What this means for teams building their own MCP stacks

Building and maintaining MCP infrastructure is months of engineering work — and the context window tax problem is one of several architectural decisions that have to be right from the start to avoid expensive rebuilds. Registry dispatch, symbol indexing, context budget management, and re-indexing pipelines are each significant engineering problems. Teams that get one right often get another wrong.

The teams with the most context-efficient agent sessions are not the ones who built the most sophisticated custom MCP servers. They are the ones running managed infrastructure that handles these architectural decisions correctly by design — where the registry pattern, the symbol index, and the context budget management are implemented and maintained by infrastructure specialists rather than application engineers working on them as a side project.

Kognita's managed MCP server implements registry-based tool dispatch and symbol-indexed codebase navigation. Sessions connect once and get a context-efficient harness automatically — tool definitions load on demand, codebase navigation uses the symbol index, and the context budget is managed so that agents can complete complex tasks without hitting limits mid-execution. The 26% upfront tax is not a price teams pay when the infrastructure is designed correctly.

Final take

The context window tax is not a hardware problem or a model limitation. It is an architecture choice. Naive MCP server designs load all tool definitions upfront because it is simpler to implement. That simplicity costs 26% of the agent's working memory before any work begins, which compounds into task failure rates that are high enough to undermine confidence in the entire AI tooling investment.

The fix — registry-based dispatch and symbol-indexed navigation — is not exotic.
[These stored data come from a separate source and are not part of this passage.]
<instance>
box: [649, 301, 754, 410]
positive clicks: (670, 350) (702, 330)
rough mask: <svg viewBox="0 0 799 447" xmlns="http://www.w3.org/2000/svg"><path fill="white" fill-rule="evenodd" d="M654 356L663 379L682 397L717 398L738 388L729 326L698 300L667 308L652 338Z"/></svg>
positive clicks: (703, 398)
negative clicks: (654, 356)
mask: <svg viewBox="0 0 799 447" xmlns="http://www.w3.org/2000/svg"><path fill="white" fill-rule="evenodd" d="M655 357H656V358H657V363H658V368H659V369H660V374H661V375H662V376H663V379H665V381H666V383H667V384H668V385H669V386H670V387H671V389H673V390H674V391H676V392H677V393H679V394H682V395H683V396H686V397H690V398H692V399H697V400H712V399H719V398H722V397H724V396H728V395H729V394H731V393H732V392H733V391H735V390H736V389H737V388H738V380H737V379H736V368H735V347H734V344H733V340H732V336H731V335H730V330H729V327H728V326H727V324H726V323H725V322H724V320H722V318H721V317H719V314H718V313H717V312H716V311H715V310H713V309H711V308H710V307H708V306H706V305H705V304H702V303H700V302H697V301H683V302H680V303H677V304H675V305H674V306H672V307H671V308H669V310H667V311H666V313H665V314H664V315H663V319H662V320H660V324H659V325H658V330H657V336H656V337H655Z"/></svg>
It is the correct default architecture for production MCP servers, and it produces measurable improvements in task completion rates and session efficiency. The question is whether teams discover this before or after they have built significant infrastructure on top of the naive design.

If your AI agents are running out of context mid-task, the first thing to audit is not the context window size. It is what is consuming the context before the task even starts.